Presented at: 2023 North-American Economic Science Association Conference (Charlotte/UNC Charlotte, NC; scheduled); Southern Economic Association (SEA) 93nd Annual Meeting (New Orleans, LA; scheduled)
Abstract: (to be updated)
Contributions to Crowd-Sourced Research Projects
Abstract: With the help of more than 700 reviewers we assess the reproducibility of nearly 500 articles published in the journal Management Science before and after the introduction of a new Data and Code Disclosure policy in 2019. When considering only articles for which data accessibility and hard- and software requirements were not an obstacle for reviewers, the results of more than 95% of articles under the new disclosure policy could be fully or largely computationally reproduced. However, for almost 29% of articles at least part of the dataset was not accessible for the reviewer.

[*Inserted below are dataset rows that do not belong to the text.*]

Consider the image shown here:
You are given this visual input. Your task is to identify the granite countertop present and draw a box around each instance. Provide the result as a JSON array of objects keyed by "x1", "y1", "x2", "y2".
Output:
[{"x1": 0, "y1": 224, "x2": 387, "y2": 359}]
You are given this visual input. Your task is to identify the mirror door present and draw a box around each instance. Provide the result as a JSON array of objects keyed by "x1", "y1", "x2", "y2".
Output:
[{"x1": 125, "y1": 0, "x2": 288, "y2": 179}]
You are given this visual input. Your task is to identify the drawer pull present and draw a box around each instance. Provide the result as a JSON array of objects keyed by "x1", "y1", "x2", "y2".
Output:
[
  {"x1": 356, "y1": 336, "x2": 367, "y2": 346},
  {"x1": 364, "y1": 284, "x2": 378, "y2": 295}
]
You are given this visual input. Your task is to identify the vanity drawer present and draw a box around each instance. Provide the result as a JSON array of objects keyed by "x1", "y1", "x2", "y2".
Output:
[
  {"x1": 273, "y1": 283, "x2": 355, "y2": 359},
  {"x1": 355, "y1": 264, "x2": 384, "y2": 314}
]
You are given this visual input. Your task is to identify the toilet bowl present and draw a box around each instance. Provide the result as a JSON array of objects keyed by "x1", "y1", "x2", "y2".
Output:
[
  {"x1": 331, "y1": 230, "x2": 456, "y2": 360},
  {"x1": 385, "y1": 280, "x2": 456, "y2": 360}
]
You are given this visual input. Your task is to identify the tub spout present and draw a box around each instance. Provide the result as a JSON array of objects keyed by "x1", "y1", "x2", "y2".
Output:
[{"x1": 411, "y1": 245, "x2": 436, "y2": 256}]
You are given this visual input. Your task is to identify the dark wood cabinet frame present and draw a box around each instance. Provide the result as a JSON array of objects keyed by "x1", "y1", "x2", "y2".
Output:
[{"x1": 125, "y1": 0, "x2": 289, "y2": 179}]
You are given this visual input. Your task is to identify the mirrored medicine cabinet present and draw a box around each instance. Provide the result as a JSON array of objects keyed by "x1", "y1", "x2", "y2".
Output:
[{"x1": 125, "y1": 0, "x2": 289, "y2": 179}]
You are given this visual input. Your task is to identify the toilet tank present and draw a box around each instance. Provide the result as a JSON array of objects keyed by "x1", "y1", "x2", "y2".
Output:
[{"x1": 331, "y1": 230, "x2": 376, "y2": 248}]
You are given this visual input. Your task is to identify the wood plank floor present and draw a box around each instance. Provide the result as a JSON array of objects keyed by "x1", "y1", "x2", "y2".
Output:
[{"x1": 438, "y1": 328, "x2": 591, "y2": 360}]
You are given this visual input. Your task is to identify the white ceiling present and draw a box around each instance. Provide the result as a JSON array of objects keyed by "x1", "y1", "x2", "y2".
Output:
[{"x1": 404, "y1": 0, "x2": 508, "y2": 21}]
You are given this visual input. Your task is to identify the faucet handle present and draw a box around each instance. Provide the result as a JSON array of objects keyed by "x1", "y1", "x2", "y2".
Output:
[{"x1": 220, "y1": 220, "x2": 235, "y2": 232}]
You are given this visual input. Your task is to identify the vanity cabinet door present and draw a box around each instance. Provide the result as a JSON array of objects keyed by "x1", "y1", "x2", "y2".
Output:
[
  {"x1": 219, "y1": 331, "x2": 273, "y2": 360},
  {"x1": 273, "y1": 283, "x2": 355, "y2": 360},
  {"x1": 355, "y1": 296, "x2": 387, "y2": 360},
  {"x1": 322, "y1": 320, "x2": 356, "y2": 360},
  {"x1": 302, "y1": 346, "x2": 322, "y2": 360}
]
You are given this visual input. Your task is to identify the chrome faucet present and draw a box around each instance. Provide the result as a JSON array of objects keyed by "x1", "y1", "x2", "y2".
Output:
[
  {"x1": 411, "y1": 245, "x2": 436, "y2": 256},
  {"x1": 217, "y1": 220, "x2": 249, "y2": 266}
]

Considering all articles in our sample reduces the share of reproduced articles to 68%. The introduction of the disclosure policy increased reproducibility significantly, since only 12% of articles accepted before the introduction of the disclosure policy voluntarily provided replication materials, out of which 55% could be (largely) reproduced. Substantial heterogeneity in reproducibility rates across different fields is mainly driven by differences in dataset accessibility. Other reasons for unsuccessful reproduction attempts include missing code, unresolvable code errors, weak or missing documentation, but also soft- and hardware requirements and code complexity. Our findings highlight the importance of journal code and data disclosure policies, and suggest potential avenues for enhancing their effectiveness.